Let $f(n)$ denote the minimum number of vertices in a graph $G$ which contains every graph on $n$ vertices (up to isomorphism) as an induced subgraph. I want to estimate $f(n)$. A simple counting argument gives a lower bound : there are essentially $2^{C(n,2)}/n!$ isomorphism classes of graphs on $n$ vertices, while a graph with $N$ vertices contains $C(N,n) \approx N^{n}/n!$ induced subgraphs of size $n$. From this we can deduce that, for example, \begin{eqnarray*} \liminf_{n\rightarrow \infty} f(n) ^{1/n} \geq \sqrt{2}. \end{eqnarray*} Can we replace the inequality by an equality here ? I assume the answer is known, though I didn't find it after some basic googling.
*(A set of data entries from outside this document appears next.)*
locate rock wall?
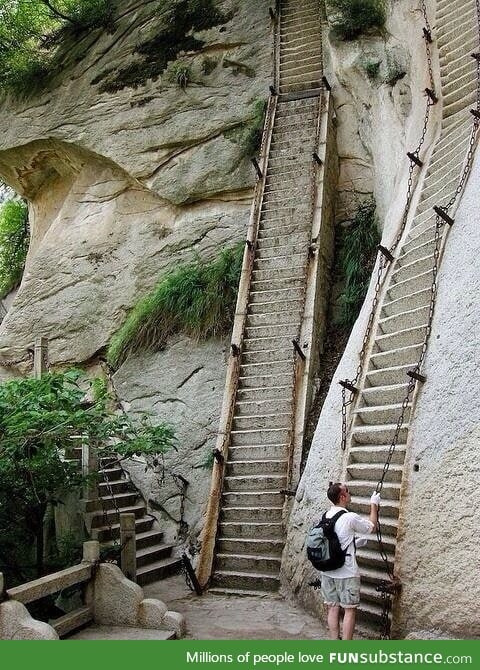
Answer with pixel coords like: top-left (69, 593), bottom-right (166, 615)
top-left (0, 0), bottom-right (272, 540)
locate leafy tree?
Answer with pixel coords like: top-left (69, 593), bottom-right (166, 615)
top-left (0, 0), bottom-right (113, 95)
top-left (0, 198), bottom-right (29, 298)
top-left (0, 370), bottom-right (175, 583)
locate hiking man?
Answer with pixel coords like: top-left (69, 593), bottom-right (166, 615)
top-left (320, 482), bottom-right (380, 640)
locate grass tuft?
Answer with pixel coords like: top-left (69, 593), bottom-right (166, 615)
top-left (336, 199), bottom-right (380, 330)
top-left (107, 243), bottom-right (244, 368)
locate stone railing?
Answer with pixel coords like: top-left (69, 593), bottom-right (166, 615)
top-left (0, 541), bottom-right (184, 640)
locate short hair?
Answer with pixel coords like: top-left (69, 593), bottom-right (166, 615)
top-left (327, 482), bottom-right (345, 505)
I know that the liminf above is $O(1)$, for example this follows from the main result of [1]. Indeed, it follows from [1] and the standard probabilistic argument for lower-bounding Ramsey numbers that there is some $c > 0$ for which the random graph $G(c^n, 1/2)$ almost surely, as $n \rightarrow \infty$, contains every graph on $n$ vertices as an induced subgraph. I assume the best-possible $c$ here is not known, since any $c < 4$ would yield an improvement on the best-known upper bound for Ramsey numbers.

[1] H.I. Prömel and V. Rödl, Non-Ramsey graphs are $c \log n$-universal, J. Combin. Theory Series A 88 (1999), 379-384.